L’application révèle plusieurs fragilités probatoires. Des bulletins de paie manquent pour la période de référence; d’autres comportent des incohérences identifiables, notamment une discordance de numéros d’identification et l’absence de volume horaire reporté. Les avis d’imposition sont en outre interprétés de manière erronée, la somme retenue correspondant à un plafond d’épargne retraite, non à un revenu imposable. Enfin, l’existence d’un enfant reconnu impacte la répartition de la perte au sein des survivants et contredit l’hypothèse d’un couple sans enfant. L’addition de ces éléments emporte une contestation sérieuse, tant sur le principe actualisé que sur le quantum de l’obligation alléguée, ce qui, en référé, bloque la demande de provision.
II – Une exigence probatoire renforcée: appréciation et portée
A – Une solution cohérente avec l’office du juge, mais exigeante
La solution confirme une ligne jurisprudentielle prudente en matière de préjudice économique en référé. Elle refuse de pré-juger des points de fond lorsque les pièces révèlent incertitudes, lacunes et incohérences objectives. Cette retenue correspond à l’économie de l’article 835, qui réserve la provision aux seuls cas où l’obligation ne prête pas sérieusement discussion. L’arrêt sécurise l’office du juge des référés, préservant le contradictoire et la sérénité de l’instruction au fond, sans fragiliser la réparation par une décision hâtive.

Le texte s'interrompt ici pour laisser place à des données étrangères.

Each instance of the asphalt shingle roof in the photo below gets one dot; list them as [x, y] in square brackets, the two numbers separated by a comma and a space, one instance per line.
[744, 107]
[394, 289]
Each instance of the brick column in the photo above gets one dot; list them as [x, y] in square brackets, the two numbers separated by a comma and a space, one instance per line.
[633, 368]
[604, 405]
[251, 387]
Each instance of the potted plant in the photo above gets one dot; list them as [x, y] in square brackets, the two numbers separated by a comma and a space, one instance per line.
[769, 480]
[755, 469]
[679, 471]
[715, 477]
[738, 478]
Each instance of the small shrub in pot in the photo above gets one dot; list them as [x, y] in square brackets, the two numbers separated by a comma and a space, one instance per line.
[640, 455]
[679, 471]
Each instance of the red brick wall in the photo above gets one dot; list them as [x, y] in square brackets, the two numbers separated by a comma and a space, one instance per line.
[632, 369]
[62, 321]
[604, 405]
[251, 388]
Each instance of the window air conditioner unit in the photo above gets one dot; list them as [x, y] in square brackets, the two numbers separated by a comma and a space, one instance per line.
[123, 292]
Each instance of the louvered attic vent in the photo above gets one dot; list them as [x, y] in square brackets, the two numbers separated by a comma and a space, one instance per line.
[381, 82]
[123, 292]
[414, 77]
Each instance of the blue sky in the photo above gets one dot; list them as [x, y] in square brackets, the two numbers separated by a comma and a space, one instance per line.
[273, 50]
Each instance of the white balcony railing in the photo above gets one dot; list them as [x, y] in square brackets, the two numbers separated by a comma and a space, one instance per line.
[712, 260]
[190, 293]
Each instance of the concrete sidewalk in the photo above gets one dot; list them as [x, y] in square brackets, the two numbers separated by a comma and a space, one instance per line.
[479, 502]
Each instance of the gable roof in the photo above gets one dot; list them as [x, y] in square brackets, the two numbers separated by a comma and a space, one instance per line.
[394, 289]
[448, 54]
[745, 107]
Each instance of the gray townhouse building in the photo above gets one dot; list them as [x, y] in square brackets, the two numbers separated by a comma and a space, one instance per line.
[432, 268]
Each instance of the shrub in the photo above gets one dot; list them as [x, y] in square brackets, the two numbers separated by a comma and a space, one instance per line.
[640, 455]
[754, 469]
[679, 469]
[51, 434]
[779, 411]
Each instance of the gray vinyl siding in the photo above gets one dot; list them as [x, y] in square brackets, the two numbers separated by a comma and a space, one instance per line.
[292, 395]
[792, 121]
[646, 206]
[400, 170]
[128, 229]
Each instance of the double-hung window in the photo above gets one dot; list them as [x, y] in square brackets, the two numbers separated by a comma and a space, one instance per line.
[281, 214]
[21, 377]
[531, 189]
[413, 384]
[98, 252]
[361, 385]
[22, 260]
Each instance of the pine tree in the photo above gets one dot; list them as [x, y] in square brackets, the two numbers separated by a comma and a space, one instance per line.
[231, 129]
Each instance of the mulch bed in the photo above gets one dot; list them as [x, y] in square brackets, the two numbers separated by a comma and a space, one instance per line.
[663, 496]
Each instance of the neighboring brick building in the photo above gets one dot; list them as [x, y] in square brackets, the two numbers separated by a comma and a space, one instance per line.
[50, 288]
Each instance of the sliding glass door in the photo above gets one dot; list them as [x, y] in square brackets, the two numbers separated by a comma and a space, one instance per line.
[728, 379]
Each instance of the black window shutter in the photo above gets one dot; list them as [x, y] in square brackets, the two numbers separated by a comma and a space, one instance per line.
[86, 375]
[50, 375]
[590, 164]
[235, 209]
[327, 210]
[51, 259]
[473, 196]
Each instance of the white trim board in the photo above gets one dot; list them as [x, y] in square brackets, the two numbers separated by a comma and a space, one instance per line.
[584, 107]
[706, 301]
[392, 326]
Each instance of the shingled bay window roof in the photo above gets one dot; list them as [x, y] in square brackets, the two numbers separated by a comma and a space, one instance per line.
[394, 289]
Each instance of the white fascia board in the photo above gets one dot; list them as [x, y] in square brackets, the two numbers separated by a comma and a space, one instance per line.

L’exigence probatoire ressort de manière pédagogique. Le juge rappelle le cadre d’évaluation et les déductions usuelles, sans figer les pourcentages. Il souligne toutefois que des documents incomplets, discordants ou mal exploités ne peuvent asseoir une créance non sérieusement contestable. Cette approche protège contre l’aléa d’un versement provisionnel large, fondé sur des revenus de référence incertains, dans un contexte familial non stabilisé. Elle évite le risque d’indus et de restitutions ultérieures, préjudiciables à toutes les parties.
B – Incidences pratiques pour la réparation des proches et la conduite des dossiers
L’arrêt trace un chemin probatoire précis. En pratique, la partie sollicitant une provision économique devra produire un corpus complet et cohérent: bulletins couvrant la période de référence, attestations ou déclarations sociales, contrats et avenants concordants, et avis fiscaux correctement exploités. L’identification de l’employeur et l’exhaustivité des mentions utiles, notamment le volume horaire et les éléments de rémunération, doivent être vérifiées. À défaut, l’évidence requise par le référé fait défaut.
La composition du foyer constitue un paramètre décisif. La preuve d’enfants à charge ou reconnus influe sur les parts de consommation et la répartition de la perte entre survivants. L’éclairage fourni ici incite à clarifier ces éléments dès l’introduction de l’instance, par actes d’état civil, décisions éventuelles et justificatifs d’entretien. La Cour rappelle aussi l’utilité de segmenter temporellement les revenus de référence, afin d’éviter les agrégats annuels inadaptés, et d’écarter les confusions entre données fiscales de plafonds et revenus effectivement perçus.
La portée de la décision est double. Elle conforte une jurisprudence de prudence en référé, qui réserve la provision économique aux dossiers probatoires aboutis et stables. Elle incite, corrélativement, à privilégier une saisine au fond lorsque les éléments essentiels demeurent discutés, notamment en présence d’irrégularités documentaires ou de situations familiales complexes. En filigrane, l’arrêt rappelle que les barèmes de capitalisation et les pourcentages de consommation guident l’évaluation, mais ne suppléent jamais la démonstration rigoureuse des revenus de référence et de la configuration familiale.